Linke im Landtag fordern Kennzeichnung

Mittlerweile befasste sich auch der Niedersächsische Landtag mit dem Thema. Am 18. März behandelte das Parlament einen Antrag der Fraktion Die Linke, die eine Kennzeichnungspflicht für Polizistinnen und Polizisten beantragte. Eine solche Kennzeichnung, durch Namensschild oder Dienstnummer, diene dem Vertrauen in die Polizei, welche den Bürgern offen gegenübertreten solle und nicht länger „als anonyme Staatsmacht“. Bei Demonstrationen, so die Linke, trügen die Beamten Schutzkleidung und teilweise auch Gesichtsmasken, die eine Identifizierung unmöglich machten. „Damit sind Polizistinnen und Polizisten praktisch immun gegen Strafverfolgung“, hob die Fraktion hervor.

CDU: „Das Private muss geschützt werden“

Deutliche Ablehnung erfuhr der Antrag der Linken im Landtag durch die CDU. Ihr Fraktionssprecher Jan Ahlers erklärte: In Zeiten ansteigender Gewaltbereitschaft gegen Polizisten sei „die Preisgabe persönlicher Informationen“ das völlig falsche Signal. Das Private müsse geschützt werden. Diese Einschätzung werde von der Gewerkschaft der Polizei und der Deutschen Polizeigewerkschaft geteilt. „Eine identifizierende Markierung, wie sie die Linke fordert, würde im schlimmsten Fall das Leben von Polizeibeamten und ihren Familien gefährden“, warnte Ahlers.

Innenminister: Auch Nummern sind abzulehnen

Auch Innenminister Uwe Schünemann (CDU) sprach sich gegen eine Kennzeichnung von Polizeibeamten bei Demonstrationen aus. In einer Rede zur Sache sagte er unter anderem: „In geschlossenen Einsätzen ergibt sich die Zugehörigkeit zu den Einheiten aus der Kennzeichnung des Helms. Zusätzlich ist über eine Balkenanordnung am Nackenschutz die Zugehörigkeit zum jeweiligen Einsatzzug erkennbar. Eine darüber hinaus gehende Verpflichtung zu einer persönlichen Kennzeichnung ist nicht erforderlich. Auch eine Individualisierung durch Nummerierung ist abzulehnen“.

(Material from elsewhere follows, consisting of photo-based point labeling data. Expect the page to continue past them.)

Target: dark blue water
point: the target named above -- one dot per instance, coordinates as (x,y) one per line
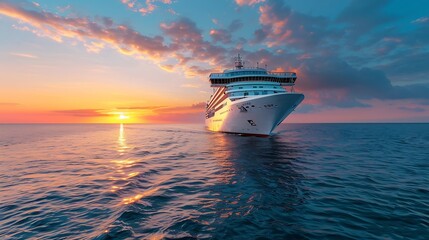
(310,181)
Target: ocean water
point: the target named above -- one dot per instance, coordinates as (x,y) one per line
(309,181)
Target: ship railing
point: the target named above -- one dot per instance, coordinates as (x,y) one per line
(243,73)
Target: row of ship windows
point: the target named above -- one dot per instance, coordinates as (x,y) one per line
(241,79)
(232,87)
(251,93)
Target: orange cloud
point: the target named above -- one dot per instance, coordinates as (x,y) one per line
(186,47)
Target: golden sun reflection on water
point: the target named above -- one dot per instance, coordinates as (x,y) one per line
(122,141)
(139,196)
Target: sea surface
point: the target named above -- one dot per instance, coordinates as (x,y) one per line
(308,181)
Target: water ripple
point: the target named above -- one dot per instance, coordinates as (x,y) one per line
(310,181)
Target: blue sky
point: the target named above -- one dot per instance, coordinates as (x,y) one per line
(357,61)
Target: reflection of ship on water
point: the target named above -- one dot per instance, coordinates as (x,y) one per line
(263,188)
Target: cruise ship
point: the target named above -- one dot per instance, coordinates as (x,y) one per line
(250,101)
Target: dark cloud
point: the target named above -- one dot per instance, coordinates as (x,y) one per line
(8,104)
(235,25)
(364,16)
(220,35)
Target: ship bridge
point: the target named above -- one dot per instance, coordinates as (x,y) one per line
(251,75)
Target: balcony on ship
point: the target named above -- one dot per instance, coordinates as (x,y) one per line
(247,75)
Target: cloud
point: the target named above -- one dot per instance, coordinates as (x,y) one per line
(140,107)
(147,7)
(82,112)
(220,35)
(121,37)
(364,16)
(281,26)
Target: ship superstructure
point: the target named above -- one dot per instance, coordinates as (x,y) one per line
(250,100)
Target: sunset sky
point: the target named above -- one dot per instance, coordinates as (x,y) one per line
(147,61)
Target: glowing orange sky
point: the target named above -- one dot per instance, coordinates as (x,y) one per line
(82,64)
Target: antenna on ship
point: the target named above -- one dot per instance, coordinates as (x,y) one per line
(238,62)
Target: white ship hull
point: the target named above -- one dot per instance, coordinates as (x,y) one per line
(256,115)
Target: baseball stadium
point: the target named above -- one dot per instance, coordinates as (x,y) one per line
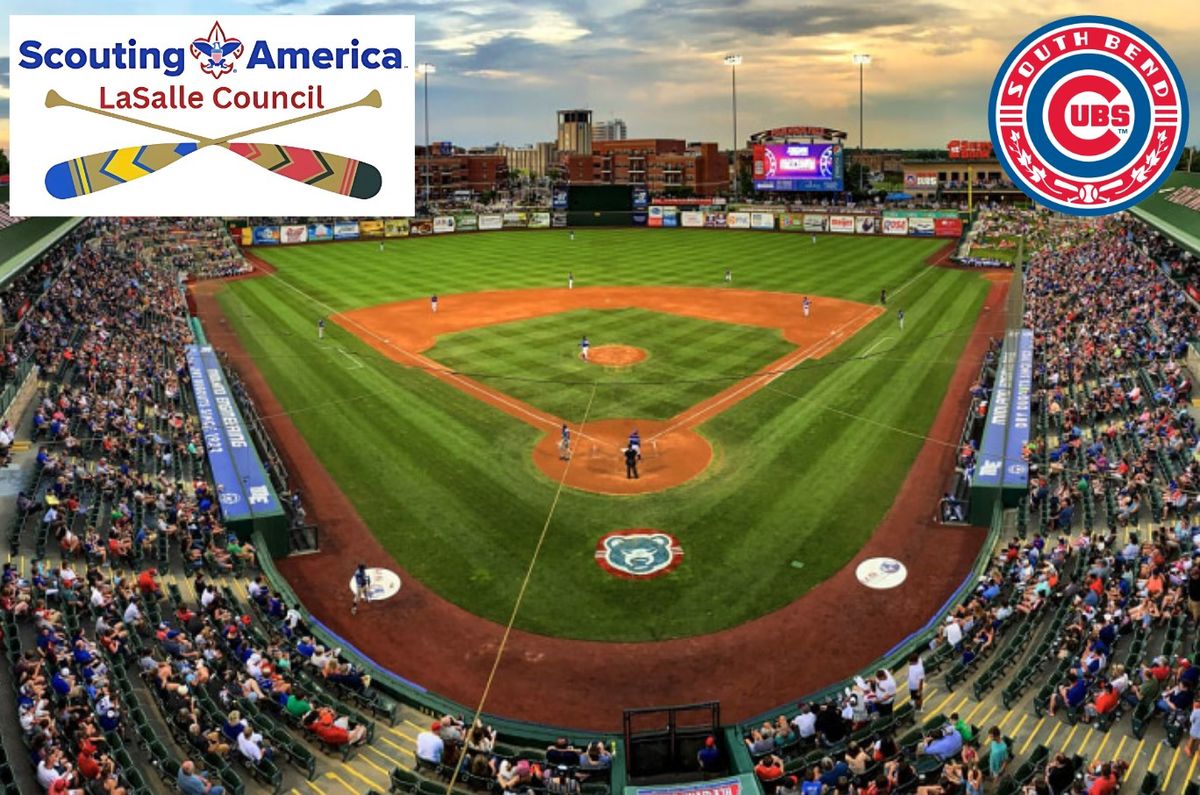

Grüne: Staatsgewalt nicht unfehlbar

Unterstützung für ihren Antrag fanden die Linken im Landtag durch die Fraktion von Bündnis 90/Die Grünen. Deren Abgeordneter Ralf Briese betonte: Die Polizei leiste gute Arbeit, aber auch Staatsgewalt sei nicht unfehlbar, und die Bürger hätten ein Recht, zu wissen, mit wem sie es zu tun haben. Briese erinnerte daran, dass es für Polizeibeamte bereits 1849 in Preußen die Pflicht zum Tragen einer Dienst- und Abteilungsnummer gab, und bis Mitte der 90er-Jahre habe diese Pflicht auch in den neuen Bundesländern bestanden. Die Polizei in New York, so Briese, habe die Kennzeichnung 1975 eingeführt, und die Metropolitan Police in London 2004.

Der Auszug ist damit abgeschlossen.